Mas, no caso ora conhecido, não posso deixar de dizer quanto incomodado me sinto. Não me alivia dizer que outros fizeram ou fazem isto ou aqueloutro. Custa-me muito perder jogos ou títulos, mas custa-me mais suportar este purgatório judicial em que o Benfica está envolvido e que alguns, apressada e indisfarçavelmente logo sentenciaram como inferno, sem defesa e sem apelo. Neste ponto, por muito que me custe reconhecer, e independentemente do longo itinerário judicial, uma marca institucional não abonatória está para ficar durante muito tempo.
Poderemos argumentar que a violação ou devassa do segredo de justiça é o pão nosso de cada dia em Portugal e que muitos dos media que agora ululam sobre este e outros casos o fazem todos os dias certamente com as suas dedicadas toupeirinhas ou toupeironas, e não por uma bagatela de umas camisolas ou de uns bilhetes para ver um qualquer espectáculo. Todavia, tal não me resolve a incomodidade de, alegadamente, um colaborador do Benfica o ter feito e se manter em plenas funções de normalidade institucional.


Por outro lado, não deixa de me causar perplexidade a acusação imputada à Benfica SAD relacionada com a desvirtuação da verdade desportiva. Onde está o nexo de causalidade? Em que jogo ou jogos? Em que competição? Com que agentes desportivos?  Em que penáltis ou falta deles? Em que golos marcados ou sofridos? Ou será que o nexo de causalidade é uma abstracção que não carece de prova da relação entre uma causa e um efeito ou consequência? E como daí partir para a tal pena acessória de suspensão de actividade desportiva entre 6 meses a 3 anos que tanto tem excitado os títulos da manhã e os canais especializados no anti-benfiquismo? É que se assim é, por exemplo, segundo a mesma lógica, um clube acusado de um crime de evasão fiscal pode influenciar a verdade desportiva dando vantagem financeira ao clube incumpridor. E daí por diante…
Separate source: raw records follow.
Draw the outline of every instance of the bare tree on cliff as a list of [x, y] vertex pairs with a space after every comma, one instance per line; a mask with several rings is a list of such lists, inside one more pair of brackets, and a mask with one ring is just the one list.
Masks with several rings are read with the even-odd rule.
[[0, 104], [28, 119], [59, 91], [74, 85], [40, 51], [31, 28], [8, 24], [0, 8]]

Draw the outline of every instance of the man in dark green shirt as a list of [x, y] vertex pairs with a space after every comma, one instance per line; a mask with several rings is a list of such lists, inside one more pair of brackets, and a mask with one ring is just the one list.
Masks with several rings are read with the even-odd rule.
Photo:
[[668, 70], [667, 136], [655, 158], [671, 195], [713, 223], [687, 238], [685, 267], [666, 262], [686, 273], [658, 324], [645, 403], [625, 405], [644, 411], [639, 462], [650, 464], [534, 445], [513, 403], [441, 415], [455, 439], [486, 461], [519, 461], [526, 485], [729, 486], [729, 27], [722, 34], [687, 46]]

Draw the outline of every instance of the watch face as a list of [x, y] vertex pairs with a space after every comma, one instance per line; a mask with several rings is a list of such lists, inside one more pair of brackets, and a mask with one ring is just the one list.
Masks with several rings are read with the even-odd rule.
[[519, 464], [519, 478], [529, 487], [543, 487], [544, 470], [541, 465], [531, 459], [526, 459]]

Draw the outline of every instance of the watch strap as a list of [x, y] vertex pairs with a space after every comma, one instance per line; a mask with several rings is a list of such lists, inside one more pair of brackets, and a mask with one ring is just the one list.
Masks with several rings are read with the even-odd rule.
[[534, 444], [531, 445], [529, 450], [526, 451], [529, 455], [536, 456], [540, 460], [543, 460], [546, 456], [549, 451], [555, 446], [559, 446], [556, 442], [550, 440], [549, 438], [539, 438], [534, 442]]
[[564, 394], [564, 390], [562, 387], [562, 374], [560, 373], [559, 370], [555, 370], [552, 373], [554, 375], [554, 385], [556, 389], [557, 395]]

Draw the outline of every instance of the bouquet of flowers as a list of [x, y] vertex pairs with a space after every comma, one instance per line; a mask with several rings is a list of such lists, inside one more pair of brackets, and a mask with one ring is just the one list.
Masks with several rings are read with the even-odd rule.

Como leigo, também gostaria de saber porque é que em certos casos o acusado é o dirigente (caso de Pinto da Costa no ‘Apito Dourado’ ou de um vice-presidente do SCP no caso Cardinal) e não o clube ou a respectiva SAD e, agora, foi o inverso, com acusação à pessoa colectiva. Aparentemente, tem água no bico…


Aliás, muita coisa tem água no bico, desde a congeminação de denúncias anónimas concentradas sobre o Benfica até a aparente diferenciação de ritmos processuais em função da geografia desportiva.

Entretanto, regresso ao futebol por jogar: força Benfica rumo à (re)conquista do título nacional!